One of the nation's leading political reporters, Fineman has interviewed every major presidential candidate from (then-vice president) George H.W. Bush in 1985 to (then senator) Barack Obama early and often in the 2008 campaign cycle. His current work focuses on the Obama Administration and its top officials, as well as on Congress and politics throughout the country. Although based in Washington, Fineman travels widely in the U.S. and has covered politics and other events in 49 of the 50 states.
Fineman's work has produced many milestones and awards. A cover story in November 2001 featured President George W. Bush's first extensive interview after 9/11. Another cover, "Bush and God," was part of a series of articles that won the 2003 National Magazine Award for General Excellence. His reporting has helped Newsweek win many honors from the Magazine Publishers Association and the American Journalism Review. Other awards include a "Page One" from the Headliners Club of New York, a "Silver Gavel" from the American Bar Association and a "Deadline Club" from the Society of Professional Journalists (SPJ). In 2006 he received the Alumni Award from Columbia University's Graduate School of Journalism.
As a reporter and writer, Fineman ranges widely. Besides campaign-year covers, other projects have included: race and politics, the impact of digital technology on society, the influence of Hollywood on politics, the rise of the religious right and of conservative talk radio. He has interviewed business leaders such as George Soros, Bill Gates, Steve Case and Robert Rubin and entertainment figures such as Warren Beatty, Jane Fonda and Jay Leno.
Although now under exclusive television contract to NBC, Fineman over the years has appeared on major public affairs shows, such as Nightline, Face the Nation, Fox News Sunday, Larry King Live, Charlie Rose and the NewsHour. He was a regular panelist on Washington Week in Review on PBS (1983-95) and on CNN's Capital Gang Sunday (1995-98). He worked with Ted Koppel on Nightline specials, and has been a guest on Comedy Central's "The Daily Show with Jon Stewart" and "The Colbert Report."
A native of Pittsburgh, Fineman began his career at The Courier-Journal in Louisville, covering the environment, the coal industry and state politics before joining the newspaper's Washington bureau in 1978. He moved to Newsweek in 1980, was named chief political correspondent in 1984, deputy Washington bureau chief in 1993, senior editor in 1995 and senior Washington correspondent and columnist in 2008.

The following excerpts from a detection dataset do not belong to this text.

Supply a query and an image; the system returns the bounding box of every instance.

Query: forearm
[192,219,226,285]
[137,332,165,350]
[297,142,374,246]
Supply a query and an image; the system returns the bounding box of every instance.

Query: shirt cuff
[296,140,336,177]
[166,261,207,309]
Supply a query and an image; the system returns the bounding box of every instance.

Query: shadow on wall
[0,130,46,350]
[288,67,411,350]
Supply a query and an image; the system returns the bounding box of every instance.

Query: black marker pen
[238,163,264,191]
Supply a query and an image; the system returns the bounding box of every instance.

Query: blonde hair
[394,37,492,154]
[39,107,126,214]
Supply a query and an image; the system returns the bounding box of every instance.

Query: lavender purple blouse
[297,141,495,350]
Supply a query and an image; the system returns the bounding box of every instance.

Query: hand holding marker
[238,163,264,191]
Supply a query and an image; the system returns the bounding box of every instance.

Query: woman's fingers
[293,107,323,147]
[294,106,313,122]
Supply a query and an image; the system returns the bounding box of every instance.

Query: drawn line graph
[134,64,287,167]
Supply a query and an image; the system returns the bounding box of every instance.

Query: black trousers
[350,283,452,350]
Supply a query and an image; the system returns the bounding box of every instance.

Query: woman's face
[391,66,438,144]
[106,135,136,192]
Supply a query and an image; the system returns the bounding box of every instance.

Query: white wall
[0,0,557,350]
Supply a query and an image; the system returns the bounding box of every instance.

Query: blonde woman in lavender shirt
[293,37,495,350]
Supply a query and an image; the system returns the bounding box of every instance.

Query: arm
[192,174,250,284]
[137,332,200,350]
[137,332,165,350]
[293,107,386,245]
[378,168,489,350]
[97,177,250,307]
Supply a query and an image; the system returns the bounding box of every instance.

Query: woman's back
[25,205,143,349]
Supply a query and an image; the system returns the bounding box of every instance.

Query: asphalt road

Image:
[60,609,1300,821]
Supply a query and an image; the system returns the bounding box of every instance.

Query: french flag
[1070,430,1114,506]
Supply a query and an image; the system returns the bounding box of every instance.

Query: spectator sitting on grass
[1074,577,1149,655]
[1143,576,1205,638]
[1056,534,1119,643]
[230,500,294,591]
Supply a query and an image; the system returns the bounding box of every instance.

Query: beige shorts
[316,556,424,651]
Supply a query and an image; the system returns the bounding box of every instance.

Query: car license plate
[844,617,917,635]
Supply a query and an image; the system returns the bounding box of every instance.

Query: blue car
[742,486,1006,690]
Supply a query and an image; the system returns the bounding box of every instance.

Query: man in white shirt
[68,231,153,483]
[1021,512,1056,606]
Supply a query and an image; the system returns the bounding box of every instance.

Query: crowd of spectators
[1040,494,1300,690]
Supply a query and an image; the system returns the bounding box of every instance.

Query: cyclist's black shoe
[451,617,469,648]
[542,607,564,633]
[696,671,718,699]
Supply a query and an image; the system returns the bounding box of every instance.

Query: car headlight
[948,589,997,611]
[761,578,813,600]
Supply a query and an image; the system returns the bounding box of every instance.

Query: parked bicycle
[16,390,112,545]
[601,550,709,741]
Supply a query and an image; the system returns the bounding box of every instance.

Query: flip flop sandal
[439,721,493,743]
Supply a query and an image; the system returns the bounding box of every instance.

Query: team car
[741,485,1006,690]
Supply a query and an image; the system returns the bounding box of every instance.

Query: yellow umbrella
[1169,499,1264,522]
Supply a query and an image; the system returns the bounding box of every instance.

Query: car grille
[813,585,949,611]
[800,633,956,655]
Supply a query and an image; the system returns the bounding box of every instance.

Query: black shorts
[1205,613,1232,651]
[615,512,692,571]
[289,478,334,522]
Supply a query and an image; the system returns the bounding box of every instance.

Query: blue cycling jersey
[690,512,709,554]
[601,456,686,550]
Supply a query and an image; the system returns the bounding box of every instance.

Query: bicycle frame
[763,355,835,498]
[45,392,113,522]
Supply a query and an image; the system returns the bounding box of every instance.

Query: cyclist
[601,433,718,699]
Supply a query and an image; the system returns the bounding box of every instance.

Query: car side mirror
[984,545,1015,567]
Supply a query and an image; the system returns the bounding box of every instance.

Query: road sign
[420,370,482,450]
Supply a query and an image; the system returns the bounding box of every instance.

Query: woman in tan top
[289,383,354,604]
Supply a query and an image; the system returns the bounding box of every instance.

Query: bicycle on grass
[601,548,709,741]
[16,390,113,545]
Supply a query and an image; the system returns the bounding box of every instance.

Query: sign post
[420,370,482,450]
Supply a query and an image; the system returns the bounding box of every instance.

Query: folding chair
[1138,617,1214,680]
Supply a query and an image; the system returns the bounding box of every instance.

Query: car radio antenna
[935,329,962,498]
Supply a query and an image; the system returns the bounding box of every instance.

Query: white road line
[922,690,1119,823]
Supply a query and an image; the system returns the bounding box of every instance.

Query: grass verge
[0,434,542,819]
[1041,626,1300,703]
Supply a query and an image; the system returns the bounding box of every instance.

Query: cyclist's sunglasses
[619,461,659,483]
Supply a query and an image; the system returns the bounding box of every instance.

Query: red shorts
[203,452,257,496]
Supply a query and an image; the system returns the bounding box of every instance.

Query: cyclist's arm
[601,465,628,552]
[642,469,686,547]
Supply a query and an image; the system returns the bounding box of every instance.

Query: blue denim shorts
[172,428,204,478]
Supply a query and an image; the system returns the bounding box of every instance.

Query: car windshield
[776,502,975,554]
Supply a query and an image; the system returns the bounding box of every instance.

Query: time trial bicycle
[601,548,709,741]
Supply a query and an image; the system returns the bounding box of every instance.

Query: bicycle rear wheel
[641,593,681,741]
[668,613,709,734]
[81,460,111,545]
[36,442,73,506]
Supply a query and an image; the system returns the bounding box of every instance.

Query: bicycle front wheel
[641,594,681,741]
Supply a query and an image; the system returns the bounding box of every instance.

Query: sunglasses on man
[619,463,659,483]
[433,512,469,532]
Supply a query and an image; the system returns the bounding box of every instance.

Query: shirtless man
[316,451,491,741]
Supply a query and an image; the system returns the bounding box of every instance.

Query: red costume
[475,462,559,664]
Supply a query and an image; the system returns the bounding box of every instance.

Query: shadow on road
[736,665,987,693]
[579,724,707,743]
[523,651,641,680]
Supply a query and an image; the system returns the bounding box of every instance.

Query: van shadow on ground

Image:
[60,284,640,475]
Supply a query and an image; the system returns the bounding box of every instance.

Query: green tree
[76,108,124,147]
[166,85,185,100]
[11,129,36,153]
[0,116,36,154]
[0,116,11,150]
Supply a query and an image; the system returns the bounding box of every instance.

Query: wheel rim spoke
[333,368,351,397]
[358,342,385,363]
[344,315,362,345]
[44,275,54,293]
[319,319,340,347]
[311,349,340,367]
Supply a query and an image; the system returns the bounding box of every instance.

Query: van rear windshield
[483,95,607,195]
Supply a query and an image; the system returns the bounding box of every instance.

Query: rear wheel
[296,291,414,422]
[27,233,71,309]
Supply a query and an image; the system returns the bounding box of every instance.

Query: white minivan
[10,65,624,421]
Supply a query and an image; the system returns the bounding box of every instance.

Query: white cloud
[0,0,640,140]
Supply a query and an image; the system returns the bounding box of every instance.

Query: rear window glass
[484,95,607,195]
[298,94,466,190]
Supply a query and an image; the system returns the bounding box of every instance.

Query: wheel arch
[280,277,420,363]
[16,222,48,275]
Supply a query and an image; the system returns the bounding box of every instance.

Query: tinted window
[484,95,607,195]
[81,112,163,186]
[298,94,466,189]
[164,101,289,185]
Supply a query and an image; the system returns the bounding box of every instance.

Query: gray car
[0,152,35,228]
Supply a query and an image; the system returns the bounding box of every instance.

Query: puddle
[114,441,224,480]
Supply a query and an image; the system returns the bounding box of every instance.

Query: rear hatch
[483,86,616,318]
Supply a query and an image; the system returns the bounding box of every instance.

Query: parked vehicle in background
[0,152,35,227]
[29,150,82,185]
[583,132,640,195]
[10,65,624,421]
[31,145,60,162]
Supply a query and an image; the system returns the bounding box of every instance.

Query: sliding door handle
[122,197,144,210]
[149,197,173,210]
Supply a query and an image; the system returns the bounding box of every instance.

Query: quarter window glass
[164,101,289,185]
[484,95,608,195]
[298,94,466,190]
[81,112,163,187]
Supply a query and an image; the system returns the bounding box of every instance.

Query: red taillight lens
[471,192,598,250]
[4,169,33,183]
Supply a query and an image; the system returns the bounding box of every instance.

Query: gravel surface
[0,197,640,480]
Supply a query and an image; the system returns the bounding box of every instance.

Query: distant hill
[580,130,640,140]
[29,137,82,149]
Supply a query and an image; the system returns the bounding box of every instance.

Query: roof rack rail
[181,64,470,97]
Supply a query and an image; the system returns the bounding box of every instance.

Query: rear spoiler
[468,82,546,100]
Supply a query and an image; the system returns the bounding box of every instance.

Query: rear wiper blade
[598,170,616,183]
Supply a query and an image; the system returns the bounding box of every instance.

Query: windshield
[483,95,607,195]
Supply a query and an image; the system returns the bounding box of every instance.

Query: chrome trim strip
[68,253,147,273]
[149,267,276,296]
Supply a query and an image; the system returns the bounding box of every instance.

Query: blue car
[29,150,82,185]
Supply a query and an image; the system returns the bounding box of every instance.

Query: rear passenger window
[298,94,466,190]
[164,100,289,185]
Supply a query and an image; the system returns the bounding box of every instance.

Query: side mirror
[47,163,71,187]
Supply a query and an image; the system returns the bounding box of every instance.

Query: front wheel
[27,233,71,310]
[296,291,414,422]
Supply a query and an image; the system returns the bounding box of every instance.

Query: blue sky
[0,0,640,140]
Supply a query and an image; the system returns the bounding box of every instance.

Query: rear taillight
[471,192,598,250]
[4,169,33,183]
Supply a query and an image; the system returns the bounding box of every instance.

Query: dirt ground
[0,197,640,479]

Fineman holds an A.B., Phi Beta Kappa, from Colgate, an M.S. in journalism from Columbia and a J.D. from the Brandeis School of Law at the University of Louisville. His legal education included a year as a visiting student at the Georgetown University Law Center. He received Watson and Pultizer Traveling Fellowships for study in Europe, Russia and the Middle East, and has traveled to more than 40 countries, among them China, Vietnam, Japan, Ukraine, Israel, Turkey and the West Bank Palestinian Territories.
Fineman is married to Amy L. Nathan, a senior counsel at the Federal Communications Commission. They live in Washington with their two children, Meredith and Nicholas.